II – Sendo invocada a oposição entre o acórdão recorrido e um AFJ, entende-se que a referência ao recurso de fixação e ao artigo 437.º do CPP, se deve a um lapso: tendo presente o enquadramento fáctico e o fundamento invocado, estamos perante recurso contra jurisprudência fixada, previsto no artigo 446. Do CPP».

III – Perante uma situação de erro na forma de processo aqui evidenciada, e como tem entendido o STJ, a sua reparação é possível, conforme dispõe o artigo 193.º do Código de Processo Civil (CPC), aplicável ex vi artigo 4.º do CPP, sendo fácil adaptação dos termos do recurso interposto aos termos do recurso de decisão proferida contra jurisprudência fixada.

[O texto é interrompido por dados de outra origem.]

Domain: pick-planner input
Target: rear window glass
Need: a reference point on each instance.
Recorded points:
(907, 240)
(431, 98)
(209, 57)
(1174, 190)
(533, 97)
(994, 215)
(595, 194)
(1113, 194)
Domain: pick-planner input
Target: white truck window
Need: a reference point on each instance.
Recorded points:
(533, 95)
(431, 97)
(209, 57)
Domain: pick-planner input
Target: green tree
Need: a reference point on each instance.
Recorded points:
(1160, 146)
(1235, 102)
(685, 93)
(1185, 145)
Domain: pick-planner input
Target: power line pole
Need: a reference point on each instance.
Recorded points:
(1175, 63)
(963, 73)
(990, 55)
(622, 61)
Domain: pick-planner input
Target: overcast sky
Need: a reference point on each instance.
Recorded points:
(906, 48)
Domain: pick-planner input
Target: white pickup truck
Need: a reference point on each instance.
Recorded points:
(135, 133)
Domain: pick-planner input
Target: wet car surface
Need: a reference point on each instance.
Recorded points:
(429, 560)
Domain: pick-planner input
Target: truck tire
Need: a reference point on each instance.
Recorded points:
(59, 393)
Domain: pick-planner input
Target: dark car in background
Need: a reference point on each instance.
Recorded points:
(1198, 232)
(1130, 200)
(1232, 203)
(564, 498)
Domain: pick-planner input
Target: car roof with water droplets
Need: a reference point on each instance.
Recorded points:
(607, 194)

Se um acórdão do Tribunal de Relação ou do STJ está em oposição com um AFJ, que é sempre deste último tribunal, essa situação é tratada à luz do art. 446.º do CPP, dando lugar a outro recurso extraordinário, o de decisão proferida contra jurisprudência fixada.

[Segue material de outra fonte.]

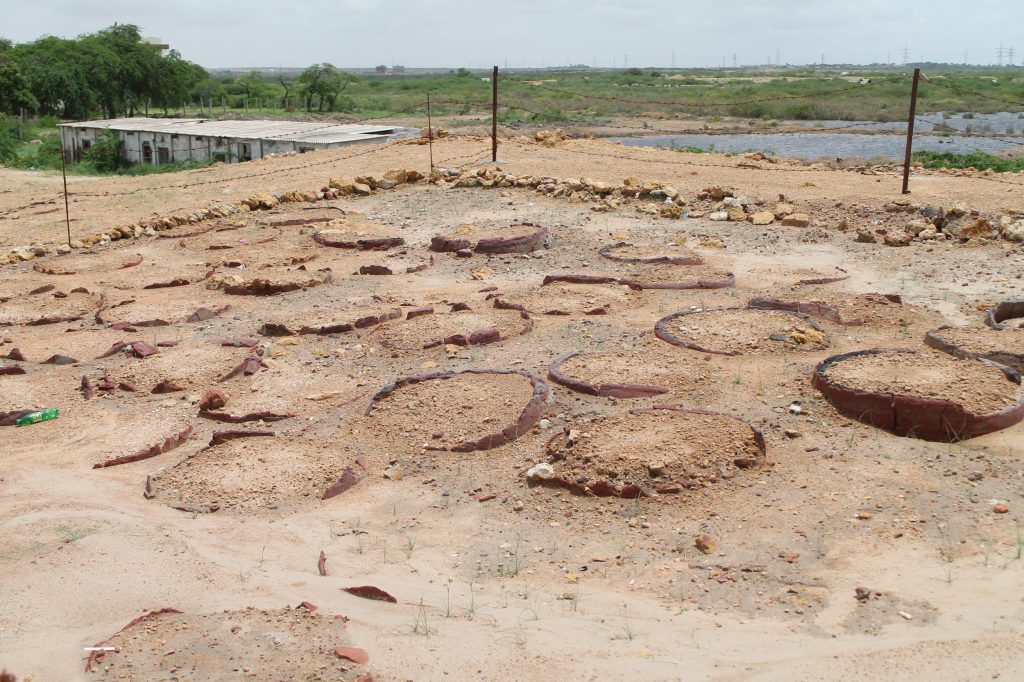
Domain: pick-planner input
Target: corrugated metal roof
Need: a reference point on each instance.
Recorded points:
(296, 131)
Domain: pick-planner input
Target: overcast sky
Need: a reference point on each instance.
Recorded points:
(536, 33)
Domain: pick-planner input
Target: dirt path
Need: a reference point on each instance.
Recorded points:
(494, 578)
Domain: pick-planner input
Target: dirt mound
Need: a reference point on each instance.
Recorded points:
(300, 215)
(649, 254)
(1005, 346)
(361, 236)
(323, 318)
(279, 644)
(567, 299)
(392, 262)
(875, 309)
(427, 328)
(740, 331)
(84, 262)
(1008, 314)
(254, 474)
(660, 450)
(925, 394)
(694, 276)
(523, 238)
(633, 374)
(196, 367)
(48, 307)
(457, 411)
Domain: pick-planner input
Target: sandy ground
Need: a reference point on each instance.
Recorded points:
(535, 582)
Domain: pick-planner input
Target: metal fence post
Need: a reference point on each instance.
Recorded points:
(909, 131)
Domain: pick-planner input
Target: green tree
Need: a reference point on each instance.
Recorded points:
(173, 81)
(14, 91)
(112, 70)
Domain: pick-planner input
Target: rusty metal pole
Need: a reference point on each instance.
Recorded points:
(430, 135)
(909, 131)
(64, 172)
(494, 115)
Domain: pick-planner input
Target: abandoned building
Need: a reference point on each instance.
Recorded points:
(168, 140)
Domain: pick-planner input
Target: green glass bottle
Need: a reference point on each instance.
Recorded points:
(36, 417)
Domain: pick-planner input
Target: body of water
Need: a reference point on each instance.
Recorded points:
(819, 145)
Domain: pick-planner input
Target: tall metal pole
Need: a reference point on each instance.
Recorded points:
(494, 115)
(909, 131)
(430, 135)
(64, 172)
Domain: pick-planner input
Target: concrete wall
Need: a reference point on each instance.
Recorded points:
(157, 147)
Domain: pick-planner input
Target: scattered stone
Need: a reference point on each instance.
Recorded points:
(353, 653)
(797, 220)
(371, 592)
(865, 236)
(980, 227)
(706, 544)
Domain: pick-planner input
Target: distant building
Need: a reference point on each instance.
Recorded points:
(157, 43)
(168, 140)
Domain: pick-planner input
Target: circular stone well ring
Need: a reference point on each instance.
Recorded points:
(525, 420)
(901, 390)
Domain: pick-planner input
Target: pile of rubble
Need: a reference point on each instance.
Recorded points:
(260, 202)
(929, 223)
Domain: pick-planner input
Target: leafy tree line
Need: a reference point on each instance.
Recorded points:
(318, 88)
(111, 72)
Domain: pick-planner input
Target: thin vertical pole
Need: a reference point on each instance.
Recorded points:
(64, 172)
(430, 135)
(494, 115)
(909, 131)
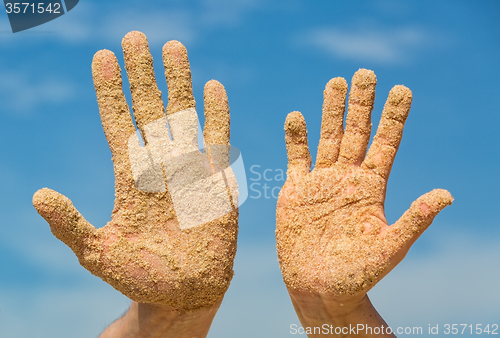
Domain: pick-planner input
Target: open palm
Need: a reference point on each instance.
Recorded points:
(332, 235)
(143, 251)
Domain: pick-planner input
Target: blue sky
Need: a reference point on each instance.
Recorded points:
(273, 57)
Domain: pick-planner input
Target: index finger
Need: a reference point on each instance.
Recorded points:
(115, 113)
(390, 131)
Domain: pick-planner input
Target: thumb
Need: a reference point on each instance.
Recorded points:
(66, 223)
(420, 215)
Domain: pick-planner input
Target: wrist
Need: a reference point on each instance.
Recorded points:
(152, 320)
(351, 315)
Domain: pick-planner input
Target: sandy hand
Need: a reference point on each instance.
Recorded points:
(332, 235)
(143, 252)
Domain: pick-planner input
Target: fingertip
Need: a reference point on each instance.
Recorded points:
(46, 201)
(295, 124)
(216, 89)
(174, 48)
(135, 38)
(105, 65)
(337, 83)
(364, 78)
(400, 95)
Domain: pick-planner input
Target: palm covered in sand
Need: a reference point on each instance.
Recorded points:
(142, 251)
(332, 235)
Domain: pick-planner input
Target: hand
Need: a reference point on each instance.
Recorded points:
(143, 251)
(332, 236)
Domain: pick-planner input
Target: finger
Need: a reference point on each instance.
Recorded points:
(66, 223)
(146, 97)
(180, 92)
(299, 158)
(419, 216)
(390, 131)
(115, 114)
(178, 74)
(217, 123)
(358, 121)
(332, 127)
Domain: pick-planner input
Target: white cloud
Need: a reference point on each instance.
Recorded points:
(22, 94)
(368, 43)
(226, 12)
(183, 22)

IV – Em face do disposto nos n.os 1, 2, e 3 do art. 446.º do CPP, é admissível recurso directo para o STJ – a interpor no prazo de 30 dias a contar do trânsito em julgado da decisão recorrida, pelo arguido, pelo assistente, pelas partes civis ou pelo MP, para quem é obrigatório – de qualquer decisão proferida contra jurisprudência fixada pelo mesmo STJ, que pode limitar-se a aplicar a jurisprudência já fixada, apenas devendo proceder ao seu reexame se entender que ela se encontra ultrapassada.

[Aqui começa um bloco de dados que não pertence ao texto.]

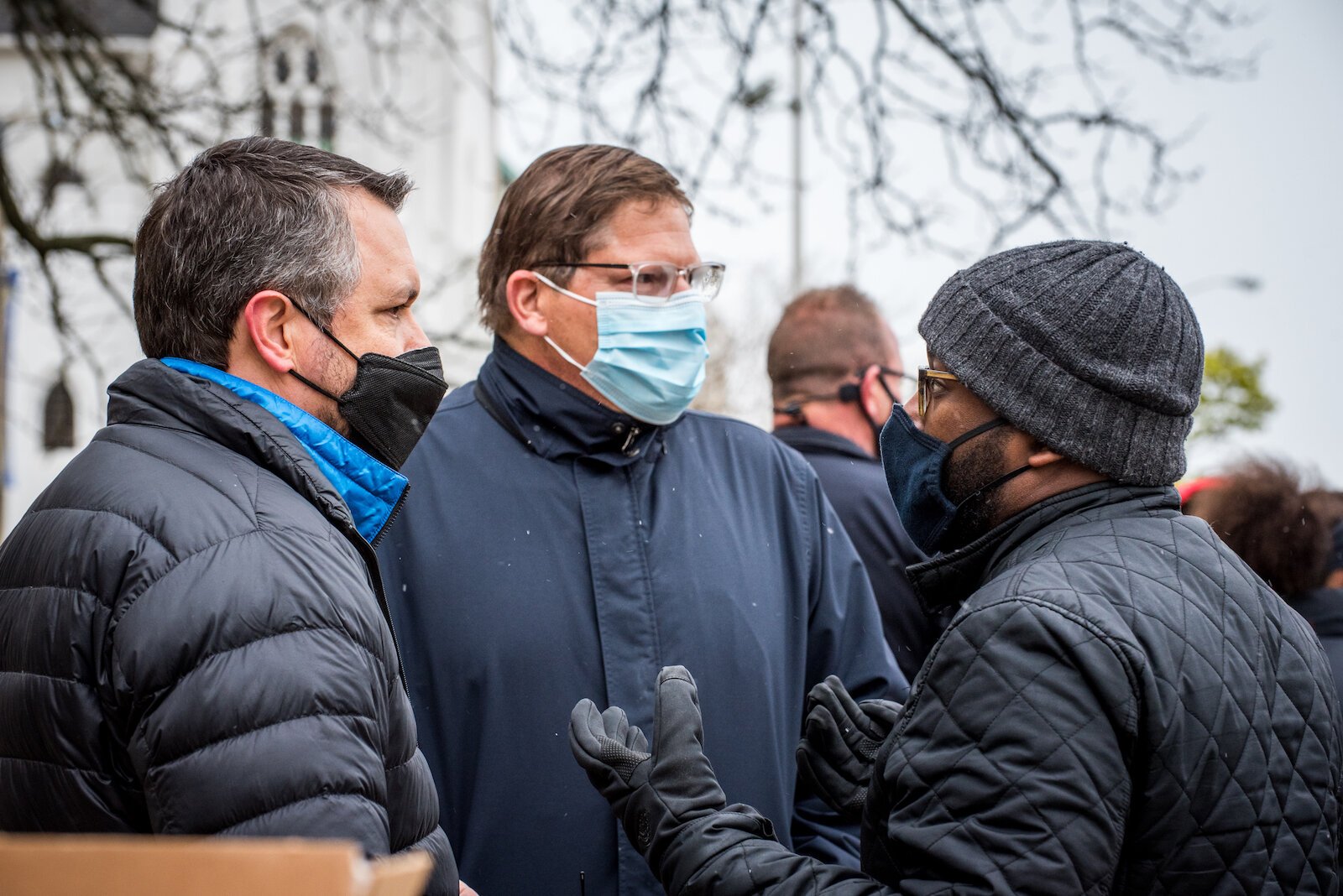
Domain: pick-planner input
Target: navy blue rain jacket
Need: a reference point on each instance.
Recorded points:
(856, 484)
(562, 551)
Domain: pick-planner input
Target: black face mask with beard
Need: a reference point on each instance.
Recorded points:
(969, 475)
(922, 479)
(391, 401)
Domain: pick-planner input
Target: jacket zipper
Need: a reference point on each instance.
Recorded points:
(376, 575)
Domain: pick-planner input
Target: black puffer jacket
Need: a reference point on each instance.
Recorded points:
(192, 643)
(1121, 706)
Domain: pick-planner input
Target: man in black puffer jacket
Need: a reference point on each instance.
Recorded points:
(194, 638)
(1118, 706)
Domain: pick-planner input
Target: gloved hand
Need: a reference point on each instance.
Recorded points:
(839, 741)
(653, 794)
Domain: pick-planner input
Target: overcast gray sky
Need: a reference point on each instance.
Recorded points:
(1266, 207)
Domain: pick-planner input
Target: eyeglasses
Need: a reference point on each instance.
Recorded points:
(655, 282)
(904, 384)
(927, 378)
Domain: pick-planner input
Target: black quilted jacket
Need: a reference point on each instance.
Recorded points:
(1119, 706)
(191, 642)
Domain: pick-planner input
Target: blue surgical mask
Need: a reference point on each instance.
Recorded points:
(915, 468)
(649, 358)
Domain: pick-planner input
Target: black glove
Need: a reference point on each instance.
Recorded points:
(839, 741)
(653, 794)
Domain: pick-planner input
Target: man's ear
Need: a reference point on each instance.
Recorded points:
(524, 304)
(873, 396)
(269, 320)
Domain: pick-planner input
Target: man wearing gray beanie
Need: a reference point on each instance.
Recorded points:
(1119, 705)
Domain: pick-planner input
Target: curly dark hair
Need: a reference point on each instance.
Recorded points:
(1260, 511)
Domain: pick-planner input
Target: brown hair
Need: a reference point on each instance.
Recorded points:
(245, 216)
(823, 338)
(1260, 513)
(555, 212)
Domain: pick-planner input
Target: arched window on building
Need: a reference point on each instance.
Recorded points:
(299, 91)
(58, 418)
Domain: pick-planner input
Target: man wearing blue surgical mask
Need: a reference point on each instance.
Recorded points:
(1116, 706)
(575, 529)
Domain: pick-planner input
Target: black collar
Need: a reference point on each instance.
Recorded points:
(557, 420)
(950, 578)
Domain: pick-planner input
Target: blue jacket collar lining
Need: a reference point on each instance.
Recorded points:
(369, 488)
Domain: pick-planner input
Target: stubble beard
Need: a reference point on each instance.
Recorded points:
(970, 468)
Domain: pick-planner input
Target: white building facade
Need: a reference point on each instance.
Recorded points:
(395, 90)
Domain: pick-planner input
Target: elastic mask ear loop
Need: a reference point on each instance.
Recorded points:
(563, 291)
(572, 295)
(977, 431)
(1000, 481)
(564, 354)
(328, 334)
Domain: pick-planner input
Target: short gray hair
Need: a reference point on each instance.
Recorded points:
(245, 216)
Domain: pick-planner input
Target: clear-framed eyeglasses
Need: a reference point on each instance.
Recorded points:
(656, 282)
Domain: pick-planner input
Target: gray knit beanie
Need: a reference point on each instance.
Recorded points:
(1085, 345)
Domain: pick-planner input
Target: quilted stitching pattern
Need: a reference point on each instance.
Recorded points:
(1121, 707)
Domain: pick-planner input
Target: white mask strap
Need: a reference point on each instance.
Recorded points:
(564, 354)
(562, 290)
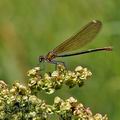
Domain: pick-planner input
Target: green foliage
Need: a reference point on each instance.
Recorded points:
(29, 28)
(22, 103)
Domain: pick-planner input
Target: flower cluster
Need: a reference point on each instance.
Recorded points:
(50, 82)
(21, 103)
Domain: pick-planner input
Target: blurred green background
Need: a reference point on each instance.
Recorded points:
(31, 28)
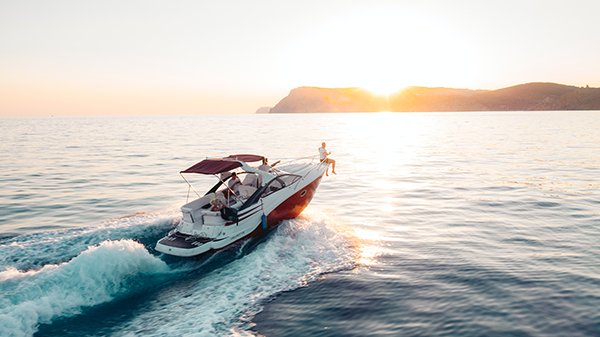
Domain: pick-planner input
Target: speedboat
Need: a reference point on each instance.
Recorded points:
(222, 217)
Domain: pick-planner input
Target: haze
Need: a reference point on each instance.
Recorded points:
(199, 57)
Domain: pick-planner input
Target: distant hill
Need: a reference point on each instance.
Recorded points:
(529, 96)
(312, 99)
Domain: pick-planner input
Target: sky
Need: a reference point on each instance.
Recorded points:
(232, 57)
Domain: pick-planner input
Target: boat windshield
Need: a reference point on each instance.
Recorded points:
(271, 187)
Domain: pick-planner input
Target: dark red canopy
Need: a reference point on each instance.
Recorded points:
(219, 165)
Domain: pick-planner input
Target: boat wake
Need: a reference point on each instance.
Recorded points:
(224, 301)
(61, 276)
(98, 275)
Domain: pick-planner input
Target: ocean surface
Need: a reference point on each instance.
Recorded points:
(437, 224)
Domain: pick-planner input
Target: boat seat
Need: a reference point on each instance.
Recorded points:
(246, 191)
(251, 179)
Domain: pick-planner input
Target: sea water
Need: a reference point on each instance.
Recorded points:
(437, 224)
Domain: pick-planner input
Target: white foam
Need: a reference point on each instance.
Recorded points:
(54, 247)
(223, 302)
(98, 275)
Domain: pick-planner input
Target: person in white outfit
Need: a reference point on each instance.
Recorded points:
(324, 157)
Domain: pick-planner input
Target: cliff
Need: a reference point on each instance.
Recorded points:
(529, 96)
(312, 99)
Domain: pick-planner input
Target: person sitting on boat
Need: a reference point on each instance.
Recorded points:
(265, 166)
(216, 205)
(234, 183)
(323, 157)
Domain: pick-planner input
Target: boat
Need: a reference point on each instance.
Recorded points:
(221, 217)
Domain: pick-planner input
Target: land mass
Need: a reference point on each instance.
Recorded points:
(522, 97)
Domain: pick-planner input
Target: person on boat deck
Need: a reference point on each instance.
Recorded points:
(323, 157)
(234, 183)
(265, 166)
(216, 205)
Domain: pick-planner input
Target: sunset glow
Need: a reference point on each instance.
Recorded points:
(74, 58)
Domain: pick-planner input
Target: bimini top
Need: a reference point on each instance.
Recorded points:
(220, 165)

IV – Para além dos pressupostos formais enunciados na conclusão anterior, que ficaram referidos, exige-se ainda (a) a justificação da oposição entre os acórdãos (o fundamento e o recorrido) que motiva o conflito de jurisprudência; (b) a inalterabilidade da legislação no período compreendido entre a prolação das decisões conflituantes; (c) necessidade de a questão ser decidida em termos contraditórios de forma expressa; e (d) a identidade das situações de facto estar subjacente à questão de direito;

V – O AFJ n.º 3/2014 foi tirado com referência ao artigo 150.º, n.os 1 alínea d) e 2, do CPC/1961, na redacção Decreto-Lei n.º 324/2003 – que previa entre as formas da prática dos actos processuais escritos das partes, a remessa a juízo por correio electrónico –, e à Portaria n.º 642/2004 – que, além do mais, regulava aquela forma de prática de actos, preceitos e diploma que, pesem as alterações introduzidas no àquele artigo 150º pelo Decreto-Lei n.º 303/2007 – que, entre o mais, eliminaram a possibilidade da apresentação de peças por correio electrónico – e a substituição da Portaria n.º 642/2004 pela Portaria n.º 114/2008, o acórdão uniformizador considerou sobrevigentes em processo penal, por isso que fixando interpretação no sentido de continuar a ser permitido nesse contexto a remessa a juízo de peças processuais por correio electrónico.

VI – Acontece todavia que o CPC/1961 foi revogado e substituído, a partir de 1.9.2013 pelo CPC/2013, aprovado pela Lei n.º 41/2013, de 26 de Junho, cujo artigo 144º optou pela transmissão electrónica de dados como forma exclusiva da prática dos actos escritos das partes em juízo – n.os 1 a 6 da norma, em articulação com o artigo 132.º n.º 1 do mesmo diploma e com a Portaria n.º 280/2013, de 26 de Agosto –, com a única derrogação de, não sendo obrigatória a constituição por advogado e não estando o interessado patrocinado, se permitir a entrega das peças em mão na secretaria judicial, a remessa delas por correio registado ou o seu envio por telecópia – n.º 7 do preceito.

VII – O que significa que o quadro legal que relevou na decisão recorrida foi o decorrente do CPC/2013 e da Portaria n.º 280/2013 referida, esta na redacção da Portaria n.º 170/2017, de 25 de Maio, tudo por referência à data de 1.6.2018 aqui relevante, não tendo sido aquele em que se moveu o citado AFJ n.º 3/2014, pelo que se mostra excluído o pressuposto da identidade da questão de direito tratada num e noutro.

VIII – Não existindo essa identidade normativa nas situações apreciadas no acórdão recorrido e no acórdão fundamento, torna-se evidente que são também diferentes as pronúncias em termos de direito, o que afasta, a integração do pressuposto substancial da oposição de julgados, pelo que o recurso interposto, convolado para recurso de decisão proferida contra jurisprudência fixada, deve ser rejeitado, nos termos do disposto nos artigos 446.º, n.º 1, 437.º e 441.º, n.º 1, do CPP.